Measuring: Again, do website stats measure anything, really? Are more or less better? i.e. more efficient.
Qualifiers: If you have to explain five reasons the data may not be exact, maybe it’s best to leave it alone. I.e. if there are collection, correlation, analysis issues, it might not be worth using.
Work: Hours and hours of citation analysis for two pages of text in a 200 page book. Library usage project – was it worth the time when there were so many issues with the data.
This is when you’re separating the wheat from the chaff. Figuring out exactly what is helpful and compelling and making something out of it that is visual and easy to comprehend.

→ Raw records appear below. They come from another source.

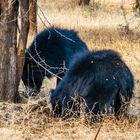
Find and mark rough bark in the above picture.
[29,0,37,37]
[17,0,29,84]
[0,0,18,102]
[132,0,140,11]
[79,0,90,6]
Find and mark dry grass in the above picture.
[0,0,140,140]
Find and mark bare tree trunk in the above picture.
[29,0,37,37]
[0,0,18,102]
[17,0,29,85]
[133,0,140,11]
[79,0,90,6]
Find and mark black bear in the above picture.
[22,28,88,95]
[50,50,134,121]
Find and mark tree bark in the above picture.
[133,0,140,11]
[0,0,18,102]
[17,0,29,85]
[79,0,90,6]
[29,0,37,37]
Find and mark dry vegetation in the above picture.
[0,0,140,140]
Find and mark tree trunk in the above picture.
[29,0,37,37]
[17,0,29,85]
[0,0,18,102]
[79,0,90,6]
[133,0,140,11]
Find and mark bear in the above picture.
[22,28,88,95]
[50,50,134,121]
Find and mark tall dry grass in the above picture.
[0,0,140,140]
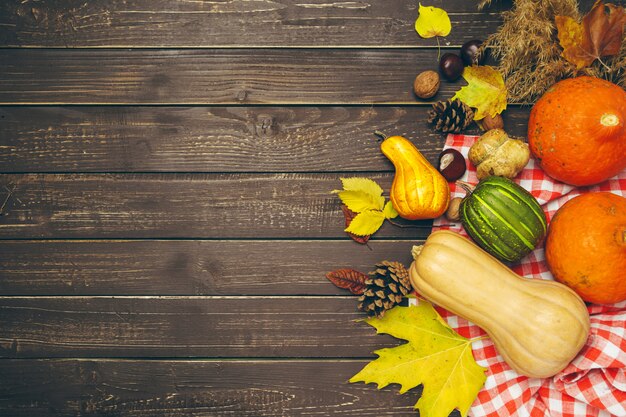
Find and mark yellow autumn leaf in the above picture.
[333,177,385,213]
[336,190,383,213]
[415,3,452,38]
[452,65,506,120]
[344,210,385,236]
[383,201,398,219]
[350,300,486,417]
[554,16,596,69]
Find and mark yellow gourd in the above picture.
[409,231,589,378]
[377,132,450,220]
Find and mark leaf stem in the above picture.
[387,219,454,229]
[374,130,387,140]
[469,335,489,343]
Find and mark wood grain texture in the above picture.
[0,49,472,105]
[0,172,431,239]
[0,106,529,173]
[0,359,459,417]
[0,0,510,48]
[0,296,399,358]
[0,240,417,295]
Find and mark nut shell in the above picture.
[439,148,467,181]
[413,71,441,99]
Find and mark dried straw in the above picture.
[479,0,626,104]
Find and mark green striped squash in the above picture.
[459,176,547,262]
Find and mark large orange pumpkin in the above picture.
[528,76,626,185]
[546,192,626,304]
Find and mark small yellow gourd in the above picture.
[377,132,450,220]
[409,231,589,378]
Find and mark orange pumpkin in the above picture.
[545,192,626,304]
[380,136,450,220]
[528,76,626,185]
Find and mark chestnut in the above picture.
[439,52,464,81]
[438,148,467,181]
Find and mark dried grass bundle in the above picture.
[480,0,626,104]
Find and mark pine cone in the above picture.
[359,261,411,317]
[428,100,474,133]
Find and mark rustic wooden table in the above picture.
[0,0,584,417]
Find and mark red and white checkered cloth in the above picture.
[433,135,626,417]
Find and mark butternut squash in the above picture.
[376,132,450,220]
[409,231,589,378]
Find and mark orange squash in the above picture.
[528,76,626,186]
[545,192,626,304]
[380,135,450,220]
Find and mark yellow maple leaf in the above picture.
[452,65,506,120]
[415,3,452,38]
[350,300,486,417]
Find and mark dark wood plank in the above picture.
[0,172,431,239]
[0,106,530,172]
[0,49,468,105]
[0,240,416,295]
[0,296,398,358]
[0,0,510,48]
[0,359,438,417]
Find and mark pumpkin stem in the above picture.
[600,113,620,127]
[374,130,387,140]
[411,245,424,261]
[455,180,474,194]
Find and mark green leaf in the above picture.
[383,201,398,219]
[344,210,385,236]
[415,3,452,38]
[350,300,486,417]
[452,65,506,120]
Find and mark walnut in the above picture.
[413,71,440,99]
[480,114,504,130]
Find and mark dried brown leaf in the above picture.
[555,0,626,70]
[341,204,371,245]
[326,268,369,295]
[582,0,626,58]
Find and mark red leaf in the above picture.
[341,204,371,245]
[326,268,369,295]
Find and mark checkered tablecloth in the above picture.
[426,135,626,417]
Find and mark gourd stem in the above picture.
[387,219,453,229]
[411,245,424,261]
[374,130,387,140]
[455,181,474,194]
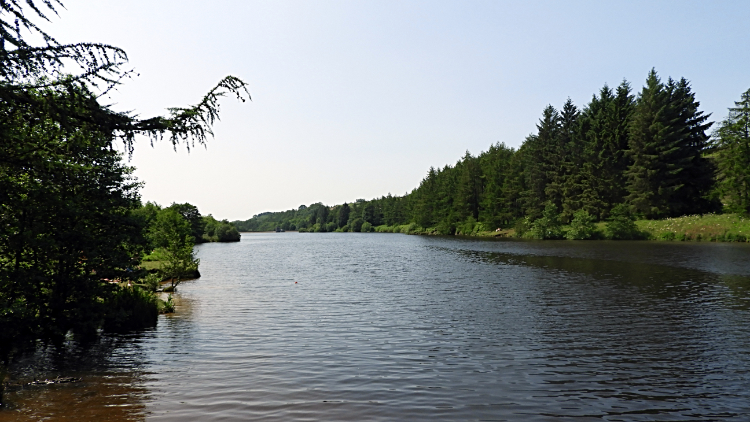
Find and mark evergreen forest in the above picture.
[0,0,249,372]
[233,70,750,239]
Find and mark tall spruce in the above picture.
[547,98,583,223]
[715,89,750,213]
[627,69,715,218]
[580,81,635,220]
[523,105,560,218]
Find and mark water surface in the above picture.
[0,233,750,421]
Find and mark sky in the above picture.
[43,0,750,220]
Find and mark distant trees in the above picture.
[235,70,750,234]
[715,89,750,214]
[0,0,247,352]
[626,70,717,218]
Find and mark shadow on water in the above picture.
[0,332,150,421]
[434,241,750,310]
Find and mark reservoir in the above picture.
[0,232,750,421]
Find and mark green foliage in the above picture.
[168,203,207,243]
[565,210,598,240]
[104,286,159,332]
[604,204,641,240]
[627,70,716,218]
[0,83,146,346]
[148,208,199,287]
[714,89,750,214]
[159,294,175,314]
[228,71,750,244]
[526,204,563,239]
[349,218,365,232]
[201,215,241,242]
[636,214,750,242]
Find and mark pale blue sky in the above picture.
[45,0,750,220]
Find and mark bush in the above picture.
[528,204,563,239]
[434,221,458,235]
[513,217,531,237]
[350,218,365,232]
[604,204,640,240]
[159,294,175,314]
[104,286,159,332]
[565,210,597,240]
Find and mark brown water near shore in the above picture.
[0,233,750,421]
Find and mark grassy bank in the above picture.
[636,214,750,242]
[374,214,750,242]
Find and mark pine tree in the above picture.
[627,70,714,218]
[580,81,634,219]
[546,98,583,223]
[523,105,560,218]
[715,89,750,213]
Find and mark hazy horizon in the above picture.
[44,1,750,220]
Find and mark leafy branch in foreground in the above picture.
[0,0,250,153]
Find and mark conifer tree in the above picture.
[580,81,634,219]
[715,89,750,213]
[627,70,715,218]
[545,98,582,222]
[523,105,560,218]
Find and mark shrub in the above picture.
[104,286,159,332]
[565,210,597,240]
[513,217,531,237]
[528,204,563,239]
[434,220,461,235]
[604,204,640,240]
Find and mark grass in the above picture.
[375,214,750,242]
[141,261,161,271]
[636,214,750,242]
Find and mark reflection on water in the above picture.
[0,233,750,421]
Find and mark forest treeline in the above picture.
[0,0,249,370]
[233,70,750,238]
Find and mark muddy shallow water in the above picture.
[0,233,750,421]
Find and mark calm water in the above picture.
[0,233,750,421]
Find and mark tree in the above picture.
[0,0,250,157]
[338,202,351,227]
[148,207,199,289]
[714,89,750,214]
[0,0,249,366]
[169,202,206,243]
[0,82,145,346]
[522,105,560,218]
[530,203,562,239]
[627,70,715,218]
[580,81,634,219]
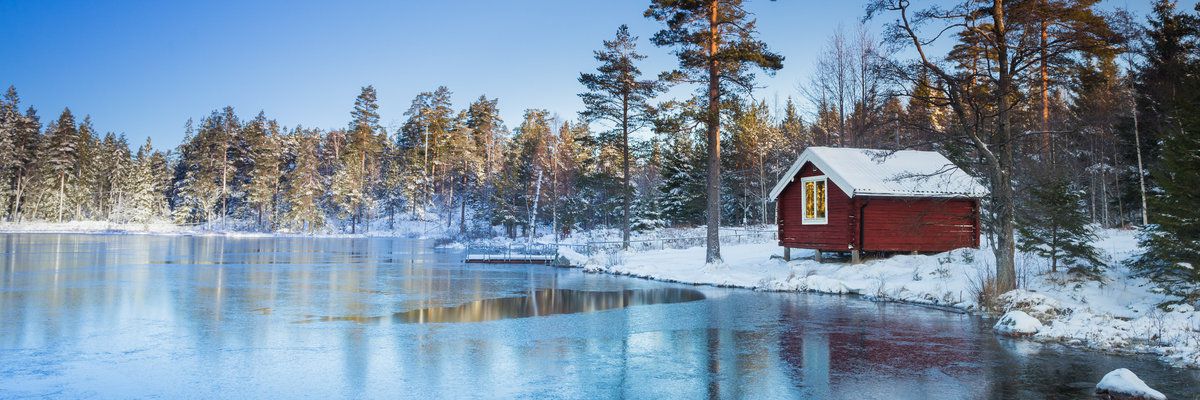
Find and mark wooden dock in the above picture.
[464,253,556,264]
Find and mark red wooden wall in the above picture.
[775,159,979,252]
[856,196,979,251]
[775,163,854,251]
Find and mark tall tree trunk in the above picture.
[1129,76,1150,226]
[1038,0,1054,162]
[992,0,1016,294]
[458,174,467,234]
[620,92,632,250]
[704,0,721,263]
[58,173,67,222]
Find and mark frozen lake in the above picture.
[0,234,1200,399]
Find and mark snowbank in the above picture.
[0,219,446,239]
[576,231,1200,366]
[1096,368,1166,400]
[0,221,187,234]
[992,310,1042,336]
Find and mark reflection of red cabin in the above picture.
[770,147,988,261]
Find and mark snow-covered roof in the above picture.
[770,147,988,199]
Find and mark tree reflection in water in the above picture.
[300,288,704,323]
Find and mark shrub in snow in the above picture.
[1096,368,1166,400]
[1016,177,1104,276]
[992,310,1042,336]
[998,289,1070,321]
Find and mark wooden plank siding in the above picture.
[856,197,979,252]
[775,163,856,251]
[775,159,979,252]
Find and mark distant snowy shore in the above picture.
[0,221,445,239]
[572,229,1200,368]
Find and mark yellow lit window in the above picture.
[800,177,829,225]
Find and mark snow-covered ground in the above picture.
[0,219,446,239]
[572,231,1200,366]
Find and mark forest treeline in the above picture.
[0,0,1200,302]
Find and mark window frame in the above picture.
[800,175,829,225]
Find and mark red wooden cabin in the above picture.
[770,147,988,262]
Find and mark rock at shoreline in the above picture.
[992,310,1042,336]
[1096,368,1166,400]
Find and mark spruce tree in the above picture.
[1018,177,1104,276]
[0,86,22,220]
[646,0,784,263]
[1134,76,1200,305]
[242,113,283,229]
[580,25,662,249]
[38,108,79,222]
[280,129,325,233]
[331,85,386,233]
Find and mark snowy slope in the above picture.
[583,231,1200,366]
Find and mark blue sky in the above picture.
[0,0,1192,148]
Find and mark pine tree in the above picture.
[280,129,325,233]
[659,130,704,226]
[1134,58,1200,305]
[464,96,505,229]
[0,86,22,219]
[646,0,784,263]
[37,108,79,222]
[242,113,283,229]
[331,85,386,233]
[580,25,662,249]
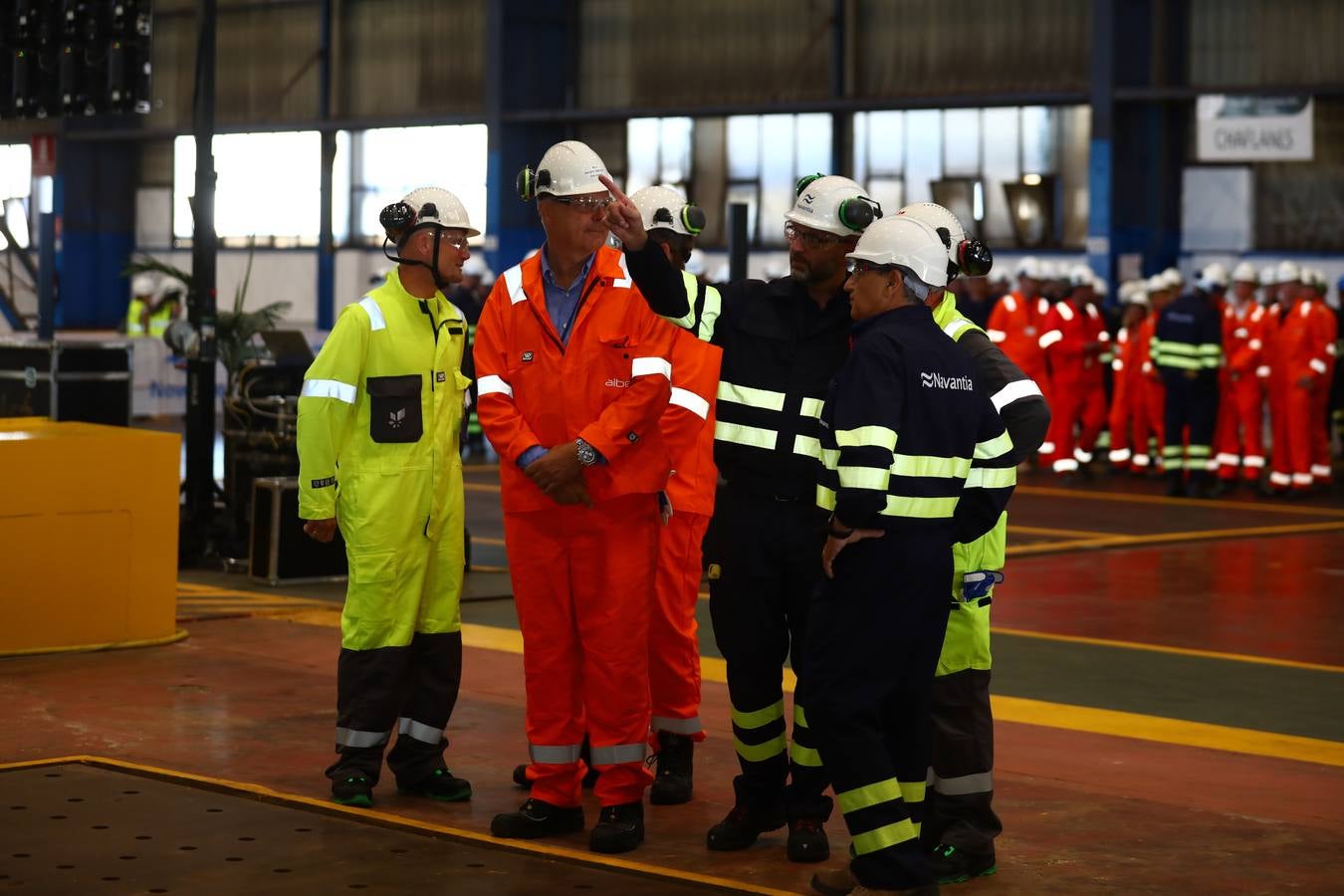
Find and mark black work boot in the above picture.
[491,799,583,839]
[396,769,472,803]
[929,843,999,884]
[332,773,373,808]
[588,803,644,853]
[706,803,784,851]
[649,731,695,806]
[787,818,830,862]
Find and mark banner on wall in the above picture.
[1195,94,1314,161]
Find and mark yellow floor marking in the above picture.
[1008,520,1344,557]
[267,612,1344,767]
[0,755,787,896]
[1014,485,1344,517]
[990,626,1344,672]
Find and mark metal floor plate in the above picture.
[0,763,726,896]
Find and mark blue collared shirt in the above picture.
[542,243,596,345]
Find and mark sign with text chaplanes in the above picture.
[1195,94,1314,161]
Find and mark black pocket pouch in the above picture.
[365,373,425,445]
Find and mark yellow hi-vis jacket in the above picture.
[299,269,471,649]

Who: Does your Provost want to know? Your library dean? Your department head? The team working on it?
Funding: Will this increase funding or prevent a budget cut?
Independence: Example of ITC tracking help desk ticket requests to prove relevance IF discussions ever open where this is required.
1-5 depends on staffing. If you only have staffing to concentrate on one, then concentrate on one.
Effective visualization: Important to try to draw what you want or could foresee, otherwise it’s very hard to put something together or think about it.
Visualization tools: Excel or Tableau? How complicated?
Time: Carve out X hours a week to think about your analytics strategy. How will you pull these pieces together? What have you tracked that you haven’t analyzed? What aren’t you tracking that you need to track?